I’ve taught at Governor’s School two previous years, and I’ve found that opening the class by exploring the question: What is philosophy? is extremely helpful, as most only have a very vague notion. The first several days are spent on this topic. We have class 5 days a week for three hours each day. I’m going to be working my way though my planning for each of these days, one by one.
Topics: A brief history of the beginning of Western philosophy in ancient Greece. This will serve as an introduction to the spirit and pursuit of philosophic inquiry. In contrast to familiarity with other subjects, many people aren’t even sure what philosophy is about, so addressing its beginnings and some of the basic questions that are asked by philosophy will help fill out that understanding and set the tone for the class.
Activity: To begin, each student will answer the questions: what is philosophy? and: what is the good life? After that, they will break into groups to try to derive a single answer for each question as a group. We will discuss the answers as a class. Finally, we will spend some time creating a personal “Book of the Dead,” journal in which I will have students perform certain activities throughout the course, and will serve to collect their thoughts from throughout.
Materials: Pre-Socratics comic handout from Action Philosophers!

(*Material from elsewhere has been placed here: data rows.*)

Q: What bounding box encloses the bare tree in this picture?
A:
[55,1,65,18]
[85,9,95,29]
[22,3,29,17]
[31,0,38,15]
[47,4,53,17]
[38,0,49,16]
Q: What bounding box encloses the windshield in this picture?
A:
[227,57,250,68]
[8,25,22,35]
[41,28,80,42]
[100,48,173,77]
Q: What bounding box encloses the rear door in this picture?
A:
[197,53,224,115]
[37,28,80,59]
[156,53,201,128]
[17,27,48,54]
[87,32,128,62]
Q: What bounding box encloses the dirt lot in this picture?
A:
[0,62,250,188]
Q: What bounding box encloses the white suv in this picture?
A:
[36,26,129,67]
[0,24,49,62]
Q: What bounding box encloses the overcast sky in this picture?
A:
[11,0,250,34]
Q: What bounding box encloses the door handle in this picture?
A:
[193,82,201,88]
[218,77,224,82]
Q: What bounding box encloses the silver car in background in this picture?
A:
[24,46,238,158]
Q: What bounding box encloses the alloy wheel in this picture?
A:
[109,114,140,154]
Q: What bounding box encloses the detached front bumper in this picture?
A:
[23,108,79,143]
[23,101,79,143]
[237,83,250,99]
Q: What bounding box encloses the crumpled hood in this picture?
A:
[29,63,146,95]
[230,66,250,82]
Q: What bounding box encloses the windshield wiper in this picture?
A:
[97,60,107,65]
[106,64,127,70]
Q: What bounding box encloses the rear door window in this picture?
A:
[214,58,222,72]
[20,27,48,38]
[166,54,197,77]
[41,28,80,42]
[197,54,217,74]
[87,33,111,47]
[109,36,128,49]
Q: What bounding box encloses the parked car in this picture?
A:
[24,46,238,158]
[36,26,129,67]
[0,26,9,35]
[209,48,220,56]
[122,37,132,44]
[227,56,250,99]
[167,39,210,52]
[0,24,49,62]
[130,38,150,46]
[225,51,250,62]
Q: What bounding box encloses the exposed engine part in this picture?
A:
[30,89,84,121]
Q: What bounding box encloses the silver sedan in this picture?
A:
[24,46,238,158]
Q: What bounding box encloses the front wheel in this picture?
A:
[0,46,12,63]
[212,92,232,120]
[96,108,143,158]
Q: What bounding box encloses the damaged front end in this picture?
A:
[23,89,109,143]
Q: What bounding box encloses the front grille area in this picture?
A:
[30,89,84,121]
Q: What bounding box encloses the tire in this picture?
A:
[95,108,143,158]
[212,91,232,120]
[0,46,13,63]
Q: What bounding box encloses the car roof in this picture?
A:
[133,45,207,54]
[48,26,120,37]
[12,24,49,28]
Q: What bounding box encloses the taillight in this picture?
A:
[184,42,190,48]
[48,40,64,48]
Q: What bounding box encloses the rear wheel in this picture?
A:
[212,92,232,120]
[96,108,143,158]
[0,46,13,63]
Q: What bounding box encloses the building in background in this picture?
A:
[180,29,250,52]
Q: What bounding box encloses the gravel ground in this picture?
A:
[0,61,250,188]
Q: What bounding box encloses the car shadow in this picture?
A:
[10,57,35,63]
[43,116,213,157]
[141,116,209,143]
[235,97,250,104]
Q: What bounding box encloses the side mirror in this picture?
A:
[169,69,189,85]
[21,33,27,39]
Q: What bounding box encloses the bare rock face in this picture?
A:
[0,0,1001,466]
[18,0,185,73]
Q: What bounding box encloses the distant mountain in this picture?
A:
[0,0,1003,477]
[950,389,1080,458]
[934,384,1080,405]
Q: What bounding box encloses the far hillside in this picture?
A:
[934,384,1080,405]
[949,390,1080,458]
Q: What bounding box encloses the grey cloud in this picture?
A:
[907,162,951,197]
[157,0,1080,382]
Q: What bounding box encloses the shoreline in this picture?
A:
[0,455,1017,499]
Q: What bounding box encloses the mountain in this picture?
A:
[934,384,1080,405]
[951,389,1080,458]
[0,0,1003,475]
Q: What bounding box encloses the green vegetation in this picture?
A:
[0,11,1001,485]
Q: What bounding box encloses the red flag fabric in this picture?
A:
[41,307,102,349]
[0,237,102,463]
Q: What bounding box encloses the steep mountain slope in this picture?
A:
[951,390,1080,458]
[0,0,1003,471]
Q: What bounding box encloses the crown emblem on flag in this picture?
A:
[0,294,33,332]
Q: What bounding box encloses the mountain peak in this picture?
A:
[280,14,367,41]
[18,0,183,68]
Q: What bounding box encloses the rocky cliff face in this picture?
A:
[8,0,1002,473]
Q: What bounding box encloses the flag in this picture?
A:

This is a pretty standard day, and going over the Pre-Socractics using a comic book really gets things going, as it’s not incredibly difficult, but begins to open up interesting discussions, especially when we discuss Parmenides and Zeno. We also take this opportunity to discuss the different branches of philosophy and the types of questions associated with each.
Also, I had the course last year create a Good Life Journal, and I think this served as a good place to record thoughts throughout the course. They definitely appreciated the artistic activity on the first day of actually creating the journal, so I’m following that up with a Book of the Dead this year.